I regularly trekked to the library in St. Ives where I grew up to find SF collections - Asimov, Clarke and Bradbury being the principal authors I'd find, although by the 1970s I was also buying SF thanks to Panther Books and New English Library, among other UK publishers. It was Bradbury's short stories I most enjoyed, not just the better known Martian Chronicles but his other one off stories, like the one about the man who kills someone and then spends the entire night trying to wipe his fingerprints from the crime scene - and is still doing it when the police take him away.
Bradbury's stories were more about the human condition than hard SF but his focus on character and theme is what, for me, made his work so appealing.
I've also featured the covers of some of his books that I recall helped attract me to his work, as well as some striking images inspired by it.
Here's the official tribute to a great man.
Rest in peace, Ray. Your fire will burn many forever.Ray Bradbury, recipient of the 2000 National Book Foundation Medal for Distinguished Contribution to American Letters, the 2004 National Medal of Arts, and the 2007 Pulitzer Prize Special Citation, died on June 5, 2012, at the age of 91 after a long illness. He lived in Los Angeles.
In a career spanning more than seventy years, Ray Bradbury has inspired generations of readers to dream, think, and create. A prolific author of hundreds of short stories and close to fifty books, as well as numerous poems, essays, operas, plays, teleplays, and screenplays, Bradbury was one of the most celebrated writers of our time. His groundbreaking works include Fahrenheit 451, The Martian Chronicles, The Illustrated Man, Dandelion Wine, and Something Wicked This Way Comes. He wrote the screen play for John Huston's classic film adaptation of Moby Dick, and was nominated for an Academy Award. He adapted sixty-five of his stories for television's The Ray Bradbury Theater, and won an Emmy for his teleplay of The Halloween Tree.
In 2005, Bradbury published a book of essays titled Bradbury Speaks, in which he wrote: "In my later years I have looked in the mirror each day and found a happy person staring back. Occasionally I wonder why I can be so happy. The answer is that every day of my life I've worked only for myself and for the joy that comes from writing and creating. The image in my mirror is not optimistic, but the result of optimal behavior."
He is survived by his four daughters, Susan Nixon, Ramona Ostergren, Bettina Karapetian, and Alexandra Bradbury, and eight grandchildren.
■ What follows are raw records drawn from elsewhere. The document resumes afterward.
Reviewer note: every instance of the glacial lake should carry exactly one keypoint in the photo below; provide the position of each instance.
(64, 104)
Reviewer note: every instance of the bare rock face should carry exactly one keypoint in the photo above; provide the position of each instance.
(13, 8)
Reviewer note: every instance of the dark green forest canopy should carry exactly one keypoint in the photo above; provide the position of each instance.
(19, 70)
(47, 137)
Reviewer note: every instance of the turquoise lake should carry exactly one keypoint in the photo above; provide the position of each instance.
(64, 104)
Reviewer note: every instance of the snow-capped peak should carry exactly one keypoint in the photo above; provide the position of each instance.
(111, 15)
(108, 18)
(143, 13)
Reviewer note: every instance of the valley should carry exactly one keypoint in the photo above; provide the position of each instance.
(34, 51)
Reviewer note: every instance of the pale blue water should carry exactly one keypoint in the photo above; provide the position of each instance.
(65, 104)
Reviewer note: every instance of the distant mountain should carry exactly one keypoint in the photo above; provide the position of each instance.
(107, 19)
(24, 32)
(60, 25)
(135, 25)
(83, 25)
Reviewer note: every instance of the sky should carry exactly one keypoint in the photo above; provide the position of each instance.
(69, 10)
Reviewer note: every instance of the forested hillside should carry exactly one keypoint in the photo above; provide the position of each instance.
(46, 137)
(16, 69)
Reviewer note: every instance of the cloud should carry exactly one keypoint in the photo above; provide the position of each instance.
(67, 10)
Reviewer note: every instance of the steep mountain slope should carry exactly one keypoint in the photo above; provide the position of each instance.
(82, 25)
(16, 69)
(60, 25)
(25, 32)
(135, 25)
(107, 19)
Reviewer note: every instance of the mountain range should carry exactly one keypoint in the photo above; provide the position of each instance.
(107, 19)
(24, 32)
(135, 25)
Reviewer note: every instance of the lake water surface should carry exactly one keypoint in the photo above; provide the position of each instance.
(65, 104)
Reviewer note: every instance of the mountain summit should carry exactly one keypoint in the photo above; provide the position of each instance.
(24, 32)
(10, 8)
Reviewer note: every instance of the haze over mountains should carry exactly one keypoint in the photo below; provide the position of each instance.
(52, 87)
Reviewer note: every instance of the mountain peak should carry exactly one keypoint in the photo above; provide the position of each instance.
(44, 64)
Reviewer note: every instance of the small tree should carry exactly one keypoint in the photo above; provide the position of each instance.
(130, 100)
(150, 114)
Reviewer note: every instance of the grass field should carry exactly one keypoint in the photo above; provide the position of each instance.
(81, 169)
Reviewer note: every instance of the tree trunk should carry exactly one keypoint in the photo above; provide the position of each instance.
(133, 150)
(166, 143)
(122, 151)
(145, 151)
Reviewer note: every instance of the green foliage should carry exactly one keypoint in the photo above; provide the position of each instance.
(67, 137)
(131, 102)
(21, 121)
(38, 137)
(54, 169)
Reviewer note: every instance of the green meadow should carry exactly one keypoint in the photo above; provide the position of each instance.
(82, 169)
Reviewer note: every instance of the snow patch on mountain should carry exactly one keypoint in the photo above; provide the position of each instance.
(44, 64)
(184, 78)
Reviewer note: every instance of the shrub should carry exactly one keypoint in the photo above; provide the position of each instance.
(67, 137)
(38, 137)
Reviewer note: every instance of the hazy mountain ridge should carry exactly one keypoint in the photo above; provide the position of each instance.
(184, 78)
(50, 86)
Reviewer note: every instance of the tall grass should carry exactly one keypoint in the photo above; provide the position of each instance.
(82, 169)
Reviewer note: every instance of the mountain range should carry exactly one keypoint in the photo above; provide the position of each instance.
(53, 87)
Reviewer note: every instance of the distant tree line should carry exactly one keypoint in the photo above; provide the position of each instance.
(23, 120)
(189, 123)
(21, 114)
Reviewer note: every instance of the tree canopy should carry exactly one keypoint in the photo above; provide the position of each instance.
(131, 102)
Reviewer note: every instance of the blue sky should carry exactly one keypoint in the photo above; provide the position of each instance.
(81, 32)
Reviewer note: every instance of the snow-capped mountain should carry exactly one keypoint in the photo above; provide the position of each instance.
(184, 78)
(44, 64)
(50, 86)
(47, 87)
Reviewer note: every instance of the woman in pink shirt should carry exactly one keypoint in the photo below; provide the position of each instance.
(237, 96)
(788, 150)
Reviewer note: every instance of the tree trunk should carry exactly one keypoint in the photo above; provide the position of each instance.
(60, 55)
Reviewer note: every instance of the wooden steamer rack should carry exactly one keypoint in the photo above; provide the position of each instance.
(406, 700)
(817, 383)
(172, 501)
His wife, Marguerite, predeceased him in 2003, after fifty-seven years of marriage.
Throughout his life, Bradbury liked to recount the story of meeting a carnival magician, Mr. Electrico, in 1932. At the end of his performance Electrico reached out to the twelve-year-old Bradbury, touched the boy with his sword, and commanded, Live forever!
Bradbury later said, "I decided that was the greatest idea I had ever heard. I started writing every day. I never stopped."